L’iniziativa si chiama “Hotel & ristoranti rifiuti zero” e sarà illustrata ai tour operator alla Borsa Internazionale del Turismo, in programma a Milano dal 13 al 15 febbraio.

Il progetto, promosso dall’associazione “Una Stella per l’Ambiente”, riguarda la sostenibilità ambientale nelle strutture ricettive ed è stato presentato nel corso di una conferenza stampa tenutasi ieri presso la sede campana dell’Anci, l’Associazione Nazionale Comuni d’Italia, presieduta dal sindaco montese Franco Iannuzzi.

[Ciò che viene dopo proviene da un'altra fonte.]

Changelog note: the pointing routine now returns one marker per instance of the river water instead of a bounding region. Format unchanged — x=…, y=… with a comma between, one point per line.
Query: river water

Un progetto che ha un duplice obiettivo: da una parte “rimuovere o minimizzare gli sprechi e conseguire, con prassi virtuose, consistenti risparmi economici in termini di tassa sui rifiuti per i Comuni Campani; dall’altra, promuovere un’immagine rinnovata e socialmente responsabile delle attività del comparto turistico per la cattura di quei clienti sensibili al rispetto dell’ambiente –come si legge in un comunicato stampa diramato dall’Anci- Ciò diventa ancora più strategico ed essenziale –si legge ancora nella nota diffusa agli organi di informazione- alla luce di recenti analisi, svolte dai maggiori siti internet di prenotazioni on-line, le quali dimostrano che nei prossimi anni oltre il 70% dei turisti sceglieranno le loro destinazioni proprio sulla base delle buone pratiche ambientali delle strutture ricettive”.

Con questo progetto dobbiamo varcare i confini regionali, così da cogliere l’opportunità di ridurre i rifiuti ed i relativi costi per i cittadini– ha detto il presidente campano dell’Anci,  Franco Iannuzzi- L’Anci Campania, attesa la vocazione turistica di molti comuni, promuoverà tale progetto alla Borsa Internazionale del Turismo di Milano, con un Workshop il cui tema sarà appunto “il turismo e la sostenibilità ambientale”.

Sono uno degli ideatori di questo progetto che potrà permetterci di produrre meno rifiuti in un momento così particolare per l’economia, in modo da far risparmiare chi produce meno rifiuti– ha detto Sergio Gargiulo presidente degli albergatori di Capri.

La nostra struttura a Sorrento forma manager per la tecnica rifiuti zero, per supportare le attività produttive in questo progetto– ha aggiunto Vincenzo Califano direttore dell’Università della Cucina Mediterranea.

La nostra struttura riesce a creare ricette anche con prodotti meno noti e limita la produzione dei rifiuti al massimo”, ha concluso lo chef Pietro Parisi.

Nella foto che potete cliccare qui in basso, l’iniziativa viene spiegata nei minimi particolari.

L’auspicio è che il progetto possa essere “adottato” anche da ristoranti e alberghi del nostro comprensorio.

Un territorio in cui si parla sempre di “vocazione turistica” e “itinerari gastronomici raccomandati”, ma non si riesce a fare “rete” per cercare di incrementare il fatturato di queste attività e, contestualmente, risparmiare sulle spese di gestione.

A maggior ragione, in un momento di crisi che potrebbe essere, se non superato, quantomeno ammortizzato con idee innovative, tra l’altro appetibili ad un certo tipo di clientela, quella attenta alle “buone pratiche” ambientali e molto diffusa in ogni parte d’Italia e del mondo.